At the end I decided to scout new entrances to the woods and found one. Was lifted up, in spirit, by those old, gnarly trees, climbing skyward. I relished the greenery and tried to look at it from the eyes of a Jeff Culbreath, a Californian used to aridity who enjoyed seeing the lushness. I can see the appeal of this place; how fortunate we are where we are, and yet too often we aim to escape it. It was so beautiful in that equinox sun, the leaves dripping with green, harboring wreathed coronas at the top. You can get a sense of the glory of God there, you can.
Interesting to ponder (from "Word Among Us"), especially inasmuch as so many saints had a special devotion to the child Jesus.
"The most popular religious paintings are of the newborn Christ Child in the arms of His Mother—a very awesome thing. God became man; born of a woman. In the Incarnation, God, while remaining God, became one of us. A very humbling thought. No wonder artists are drawn to depict the unimaginable event. God could so love the world, God would send His only Son to teach us how to know the Father."Too often when I see those pictures I see a mother and a child, not a human mother and the pre-existing, eternal God in an infant. It's not too far afield from the Eucharist where God becomes bread and wine.
A definition of what I think God loves to do with us:
Easter Egg (in media):"An Easter egg is an intentional inside joke, a hidden message, or a secret feature of an interactive work (often, a computer program or video game). The name is used to evoke the idea of a traditional Easter egg hunt."Similarly I think of how many "Easter eggs" God has planted among us, such as when God was snuck into the temple as a baby and only a couple elderly people "got" the hidden message. Or when unbeknownst to him, Simon of Cyrene took part in the solemn ritual for which he had come - the sacrifice of the Pascal Lamb.

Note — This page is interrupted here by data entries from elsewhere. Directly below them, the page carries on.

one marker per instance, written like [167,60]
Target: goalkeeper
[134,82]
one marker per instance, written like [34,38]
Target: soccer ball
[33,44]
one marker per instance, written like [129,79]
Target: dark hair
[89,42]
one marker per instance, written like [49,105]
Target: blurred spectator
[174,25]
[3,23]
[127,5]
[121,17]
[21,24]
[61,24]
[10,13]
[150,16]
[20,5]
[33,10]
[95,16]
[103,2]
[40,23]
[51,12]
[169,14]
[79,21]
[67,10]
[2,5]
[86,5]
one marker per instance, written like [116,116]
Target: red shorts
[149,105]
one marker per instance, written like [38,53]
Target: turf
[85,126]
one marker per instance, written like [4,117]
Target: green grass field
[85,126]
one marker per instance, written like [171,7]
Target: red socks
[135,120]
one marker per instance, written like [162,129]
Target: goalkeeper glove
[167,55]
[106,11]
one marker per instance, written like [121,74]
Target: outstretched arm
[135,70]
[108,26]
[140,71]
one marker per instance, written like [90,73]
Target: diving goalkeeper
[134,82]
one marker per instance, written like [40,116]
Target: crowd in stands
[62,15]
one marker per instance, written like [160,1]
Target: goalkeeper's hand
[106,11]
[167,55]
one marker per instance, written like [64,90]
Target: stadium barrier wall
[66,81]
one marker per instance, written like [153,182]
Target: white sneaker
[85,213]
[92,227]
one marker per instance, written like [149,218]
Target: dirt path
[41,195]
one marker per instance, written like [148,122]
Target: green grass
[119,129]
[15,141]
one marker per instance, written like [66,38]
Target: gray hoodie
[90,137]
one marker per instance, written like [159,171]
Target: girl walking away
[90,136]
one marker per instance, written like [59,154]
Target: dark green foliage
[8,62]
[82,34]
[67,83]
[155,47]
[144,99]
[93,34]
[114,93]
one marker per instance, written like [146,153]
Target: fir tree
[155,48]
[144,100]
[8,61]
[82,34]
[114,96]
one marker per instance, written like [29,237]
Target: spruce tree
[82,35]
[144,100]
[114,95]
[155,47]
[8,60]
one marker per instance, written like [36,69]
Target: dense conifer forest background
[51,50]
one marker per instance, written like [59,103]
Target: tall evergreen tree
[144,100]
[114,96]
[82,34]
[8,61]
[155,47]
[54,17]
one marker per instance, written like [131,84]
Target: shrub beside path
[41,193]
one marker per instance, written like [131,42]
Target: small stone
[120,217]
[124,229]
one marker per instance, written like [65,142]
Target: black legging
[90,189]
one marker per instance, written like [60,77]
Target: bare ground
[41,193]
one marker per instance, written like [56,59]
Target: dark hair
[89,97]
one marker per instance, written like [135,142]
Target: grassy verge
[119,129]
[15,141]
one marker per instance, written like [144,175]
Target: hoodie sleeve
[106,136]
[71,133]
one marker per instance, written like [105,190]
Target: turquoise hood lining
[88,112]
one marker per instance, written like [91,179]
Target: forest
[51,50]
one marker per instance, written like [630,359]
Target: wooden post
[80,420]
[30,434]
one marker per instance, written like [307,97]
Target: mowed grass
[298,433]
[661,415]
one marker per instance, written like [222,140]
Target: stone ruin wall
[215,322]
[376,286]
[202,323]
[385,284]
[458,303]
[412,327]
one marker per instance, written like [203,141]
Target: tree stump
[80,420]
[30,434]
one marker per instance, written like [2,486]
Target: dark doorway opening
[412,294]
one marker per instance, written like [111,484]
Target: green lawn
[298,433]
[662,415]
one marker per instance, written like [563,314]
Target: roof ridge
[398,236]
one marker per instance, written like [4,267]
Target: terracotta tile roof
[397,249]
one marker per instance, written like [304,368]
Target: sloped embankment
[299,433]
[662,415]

Mary herself, so hidden as far as not having a lot written about her in the New Testament, exploded in popularity and to this day is still somewhat a secret mainly known by Catholics and Orthodox Christians.
And of course the Eucharist, God masquerading as bread and wine, is the ultimate Easter egg in plain view but obscured unless you know where to look.
After visiting the Morgan library I read up a bit on him. He contained multitudes. He was particularly fond of the art of the Middle Ages, was a huge proponent of visual art and beauty, a collector and hard-worker, and yet perhaps counter-intuitively was to the end a Low Church Anglican. His creed was (literally written in his will) that he depended on Christ and considered works worthless. Very Luther-ish.
He never had a strong sense of sin - he committed adultery easily, considering it okay if it was discrete. He also never felt guilt for the income disparity between himself and the poor seeing how he felt working for Wall Street was honorable and helping the common good.
It was tragic to read of his periodic battles with depression and how at the end he basically collapsed, became paranoid and depressed and feared greatly that he would lose his mind, which he did to a great extent. It's not certain what he died of, perhaps a cardiac event, but certainly the depression was acute and the mental illness as well during that last six months.
He was sensitive to criticism, not unlike our 45th president. Partially the poor mood seems the results of a heavy wave of criticism directed at him for his work just after the Panic of '07 when he acted as a defacto central banker.